Peg Entwistle (July 1, 1908 - September 18, 1932) Fact:(According to Peg's death certificate, she was born February 6, 1908.) was an aspiring actress remembered for the tragic end to her young life. Born Lillian Millicent Entwistle in Port Talbot, on Swansea Bay in Wales, her mother died when she was young and in 1922 she emigrated with her widowed father to New York City. By the age of 17, Entwistle had begun to pursue a career in theatre and spent several years acting in minor roles on Broadway. Her family life had not been easy and she was further stressed by a brief, but very difficult, relationship at the age of 19 with actor/playwright Robert Keith (1898-1966), a divorceé and father of future actor Brian Keith.
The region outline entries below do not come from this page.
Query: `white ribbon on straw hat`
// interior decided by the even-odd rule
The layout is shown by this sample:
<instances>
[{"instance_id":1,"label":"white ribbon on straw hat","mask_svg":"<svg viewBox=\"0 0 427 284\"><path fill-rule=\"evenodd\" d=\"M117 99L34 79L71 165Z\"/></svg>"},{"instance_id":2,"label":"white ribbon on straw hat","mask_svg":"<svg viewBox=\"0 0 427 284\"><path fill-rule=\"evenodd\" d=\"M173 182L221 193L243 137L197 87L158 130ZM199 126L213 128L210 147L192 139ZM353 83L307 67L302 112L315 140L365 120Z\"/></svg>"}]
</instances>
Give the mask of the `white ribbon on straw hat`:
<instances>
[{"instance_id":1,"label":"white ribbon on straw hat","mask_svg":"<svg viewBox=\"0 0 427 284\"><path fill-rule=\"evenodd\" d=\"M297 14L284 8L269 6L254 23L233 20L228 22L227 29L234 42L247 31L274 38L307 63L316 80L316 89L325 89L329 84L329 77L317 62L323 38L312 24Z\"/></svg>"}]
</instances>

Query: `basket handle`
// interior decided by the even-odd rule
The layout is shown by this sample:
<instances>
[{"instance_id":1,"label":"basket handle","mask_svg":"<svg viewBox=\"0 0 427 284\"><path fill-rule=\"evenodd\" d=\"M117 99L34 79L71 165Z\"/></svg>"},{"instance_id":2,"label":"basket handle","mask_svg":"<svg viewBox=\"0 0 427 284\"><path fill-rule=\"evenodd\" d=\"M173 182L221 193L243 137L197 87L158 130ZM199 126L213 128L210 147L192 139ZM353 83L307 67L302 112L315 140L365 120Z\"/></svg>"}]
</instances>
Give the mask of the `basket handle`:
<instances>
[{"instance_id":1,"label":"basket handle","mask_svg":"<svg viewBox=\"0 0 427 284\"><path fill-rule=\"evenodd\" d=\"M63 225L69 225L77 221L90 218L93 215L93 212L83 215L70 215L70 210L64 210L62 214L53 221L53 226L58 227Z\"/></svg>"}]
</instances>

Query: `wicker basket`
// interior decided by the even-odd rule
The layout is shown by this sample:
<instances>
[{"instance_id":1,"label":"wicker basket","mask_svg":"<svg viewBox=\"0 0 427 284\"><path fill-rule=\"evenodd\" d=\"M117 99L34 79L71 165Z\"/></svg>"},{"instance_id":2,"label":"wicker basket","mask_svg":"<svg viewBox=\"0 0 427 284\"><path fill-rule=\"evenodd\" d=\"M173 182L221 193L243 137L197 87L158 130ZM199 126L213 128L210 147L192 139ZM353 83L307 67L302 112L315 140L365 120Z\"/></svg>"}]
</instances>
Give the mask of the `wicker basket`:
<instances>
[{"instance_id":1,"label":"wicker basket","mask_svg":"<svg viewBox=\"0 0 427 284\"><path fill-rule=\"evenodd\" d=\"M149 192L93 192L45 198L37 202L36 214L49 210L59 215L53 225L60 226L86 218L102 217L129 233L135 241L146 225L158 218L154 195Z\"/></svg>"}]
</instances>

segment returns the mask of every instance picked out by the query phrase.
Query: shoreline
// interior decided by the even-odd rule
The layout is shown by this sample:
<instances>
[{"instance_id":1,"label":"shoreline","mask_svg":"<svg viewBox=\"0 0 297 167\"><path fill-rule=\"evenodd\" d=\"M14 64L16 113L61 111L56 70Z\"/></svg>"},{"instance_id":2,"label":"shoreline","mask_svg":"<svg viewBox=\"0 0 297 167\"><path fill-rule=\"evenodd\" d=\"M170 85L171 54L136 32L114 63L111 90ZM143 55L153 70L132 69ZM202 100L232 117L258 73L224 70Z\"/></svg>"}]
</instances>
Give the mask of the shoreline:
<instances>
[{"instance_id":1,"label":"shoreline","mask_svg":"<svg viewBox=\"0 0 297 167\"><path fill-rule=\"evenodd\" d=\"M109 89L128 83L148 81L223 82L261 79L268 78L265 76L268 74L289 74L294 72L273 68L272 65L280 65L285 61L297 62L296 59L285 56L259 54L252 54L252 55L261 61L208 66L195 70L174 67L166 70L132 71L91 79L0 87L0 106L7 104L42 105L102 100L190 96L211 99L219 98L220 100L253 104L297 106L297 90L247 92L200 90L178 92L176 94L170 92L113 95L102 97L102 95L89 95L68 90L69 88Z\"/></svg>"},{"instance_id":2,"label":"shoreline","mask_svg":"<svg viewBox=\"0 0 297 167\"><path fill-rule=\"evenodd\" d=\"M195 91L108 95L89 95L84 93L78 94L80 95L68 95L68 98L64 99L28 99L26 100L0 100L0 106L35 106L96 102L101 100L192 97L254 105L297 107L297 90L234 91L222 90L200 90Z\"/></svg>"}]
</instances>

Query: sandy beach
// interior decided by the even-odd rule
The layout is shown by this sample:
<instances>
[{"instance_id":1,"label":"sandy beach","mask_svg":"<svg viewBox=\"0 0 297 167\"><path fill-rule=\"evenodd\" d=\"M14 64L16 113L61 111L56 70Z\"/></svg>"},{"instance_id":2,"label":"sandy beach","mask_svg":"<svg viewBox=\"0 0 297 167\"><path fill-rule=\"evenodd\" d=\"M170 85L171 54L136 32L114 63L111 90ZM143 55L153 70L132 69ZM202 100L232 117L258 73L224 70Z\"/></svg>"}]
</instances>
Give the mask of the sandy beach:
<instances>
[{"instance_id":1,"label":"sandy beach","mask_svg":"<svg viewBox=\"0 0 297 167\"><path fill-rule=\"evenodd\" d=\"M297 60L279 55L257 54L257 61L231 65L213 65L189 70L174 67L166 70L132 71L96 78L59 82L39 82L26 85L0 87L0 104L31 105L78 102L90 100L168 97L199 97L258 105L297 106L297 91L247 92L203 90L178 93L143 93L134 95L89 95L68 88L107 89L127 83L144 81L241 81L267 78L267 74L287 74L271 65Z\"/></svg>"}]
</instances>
The onset of the Great Depression had a severe impact on the entertainment business on the hard-hit industrialized East Coast. Jobs for Entwistle proved difficult but Robert Keith had met with some success in Hollywood. When he returned to New York to work on Broadway, she made the decision to move to California to find work in the motion picture industry. Arriving there in April of 1932, she stayed at a rooming hotel for women until her money ran out, then went to live at the home of an uncle in Beachwood Canyon. Her uncle's bungalow was just down the street from the pathway of a high hill known as Mount Lee - where developers, in order to advertise their real estate project, had put up 50-foot-high white letters that read "H O L L Y W O O D L A N D."
Peg Entwistle's theatre experience helped land her an acting job on stage, but the play closed after only a short run. She then obtained a minor part in a David O. Selznick production, Thirteen Women, but after this short stint, she was offered nothing else. Desperate for any opportunity, the vulnerable girl posed topless for a small fee - but only five months after arriving in Tinseltown, she was left with no prospects, no money, and no friends. The depression Entwistle had been dealing with for years deepened, and on the night of September 16, after telling her uncle she was going for a walk, she made her way up the slope of Mount Lee to the foot of the giant "Hollywoodland" sign. There, she took off her coat and folded it into a neat bundle and placed it on the ground next to her purse. She then climbed the maintenance ladder to the top of the letter “H” and jumped to her death. She suffered from multiple fractors of the pelvis, which means she may have suffered before dying.
Peg’s body was discovered on September 18, in the brush at the base of Mount Lee. When police examined the girl's belongings, in her purse they found a note that read:
I am afraid, I am a coward. I am sorry for everything. If I had done this a long time ago, it would have saved a lot of pain. P.E. Two days later, in an ironic twist, Peg's uncle opened a letter addressed to Peg from the Beverly Hills Playhouse. It was mailed the day before she jumped. In it was an offer for her to play the lead role in their next play, in which her character would commit suicide in the final act.
On January 5, 1933, the body of twenty-four-year-old Peg Entwistle was shipped to Glendale, Ohio for burial next to her father in the Oak Hill Cemetery.